Margaret M. Lowe 1 , Jeff E. Mold 1 , Bittoo Kanwar 1 , 2 , Yong Huang 3 , Alexander Louie 3 , Michael P. Pollastri 4 , Cuihua Wang 4 , Gautam Patel 4 , Diana G. Franks 5 , Jennifer Schlezinger 6 , David H. Sherr 6 , Allen E. Silverstone 7 , Mark E. Hahn 5 , Joseph M. McCune 1 , *
3 February 2014
The aryl hydrocarbon receptor (AHR) binds to environmental toxicants including synthetic halogenated aromatic hydrocarbons and is involved in a diverse array of biological processes. Recently, the AHR was shown to control host immunity by affecting the balance between inflammatory T cells that produce IL-17 (Th17) and IL-22 versus regulatory T cells (Treg) involved in tolerance. While environmental AHR ligands can mediate this effect, endogenous ligands are likely to be more relevant in host immune responses.
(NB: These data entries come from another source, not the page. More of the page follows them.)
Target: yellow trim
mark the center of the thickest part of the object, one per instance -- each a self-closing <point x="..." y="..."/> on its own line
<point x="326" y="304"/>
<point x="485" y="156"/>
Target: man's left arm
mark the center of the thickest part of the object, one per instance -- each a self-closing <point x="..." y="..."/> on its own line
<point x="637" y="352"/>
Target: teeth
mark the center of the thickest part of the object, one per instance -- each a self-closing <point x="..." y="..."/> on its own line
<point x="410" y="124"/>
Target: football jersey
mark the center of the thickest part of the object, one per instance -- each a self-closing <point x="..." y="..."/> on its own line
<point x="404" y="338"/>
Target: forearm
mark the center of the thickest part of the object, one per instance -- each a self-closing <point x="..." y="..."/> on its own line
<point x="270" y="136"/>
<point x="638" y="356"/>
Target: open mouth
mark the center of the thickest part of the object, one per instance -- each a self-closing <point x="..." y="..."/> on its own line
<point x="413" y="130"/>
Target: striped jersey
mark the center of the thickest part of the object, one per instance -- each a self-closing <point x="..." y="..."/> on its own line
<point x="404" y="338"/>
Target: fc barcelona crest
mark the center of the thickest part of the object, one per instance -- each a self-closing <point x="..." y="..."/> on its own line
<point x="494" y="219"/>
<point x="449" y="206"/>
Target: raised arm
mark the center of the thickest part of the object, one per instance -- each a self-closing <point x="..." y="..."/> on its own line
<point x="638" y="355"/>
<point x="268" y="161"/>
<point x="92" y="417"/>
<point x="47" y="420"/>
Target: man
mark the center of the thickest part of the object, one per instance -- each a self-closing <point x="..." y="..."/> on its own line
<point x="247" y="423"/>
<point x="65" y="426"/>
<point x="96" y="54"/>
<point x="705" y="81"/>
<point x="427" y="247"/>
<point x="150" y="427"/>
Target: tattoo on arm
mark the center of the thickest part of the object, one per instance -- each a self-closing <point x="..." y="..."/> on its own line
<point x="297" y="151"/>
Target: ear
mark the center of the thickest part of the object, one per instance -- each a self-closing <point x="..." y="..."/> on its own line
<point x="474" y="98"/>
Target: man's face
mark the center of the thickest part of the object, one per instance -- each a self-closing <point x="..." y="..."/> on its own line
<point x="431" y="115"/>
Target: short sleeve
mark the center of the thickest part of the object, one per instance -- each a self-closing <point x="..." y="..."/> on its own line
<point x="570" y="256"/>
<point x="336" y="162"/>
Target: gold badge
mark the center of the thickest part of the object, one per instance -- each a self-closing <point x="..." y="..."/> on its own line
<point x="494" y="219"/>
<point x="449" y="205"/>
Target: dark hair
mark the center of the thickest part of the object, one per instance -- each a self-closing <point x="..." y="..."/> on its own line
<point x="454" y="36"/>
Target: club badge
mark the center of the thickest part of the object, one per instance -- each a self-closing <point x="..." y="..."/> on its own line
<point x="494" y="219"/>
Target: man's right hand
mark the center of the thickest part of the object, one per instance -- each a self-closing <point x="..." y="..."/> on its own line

We investigated downstream metabolites of tryptophan as potential AHR ligands because (1) tryptophan metabolites have been implicated in regulating the balance between Th17 and Treg cells and (2) many of the AHR ligands identified thus far are derivatives of tryptophan. We characterized the ability of tryptophan metabolites to bind and activate the AHR and to increase IL-22 production in human T cells. We report that the tryptophan metabolite, cinnabarinic acid (CA), is an AHR ligand that stimulates the differentiation of human and mouse T cells producing IL-22. We compare the IL-22-stimulating activity of CA to that of other tryptophan metabolites and define stimulation conditions that lead to CA production from immune cells. Our findings link tryptophan metabolism to AHR activation and define a novel endogenous AHR agonist with potentially broad biological functions.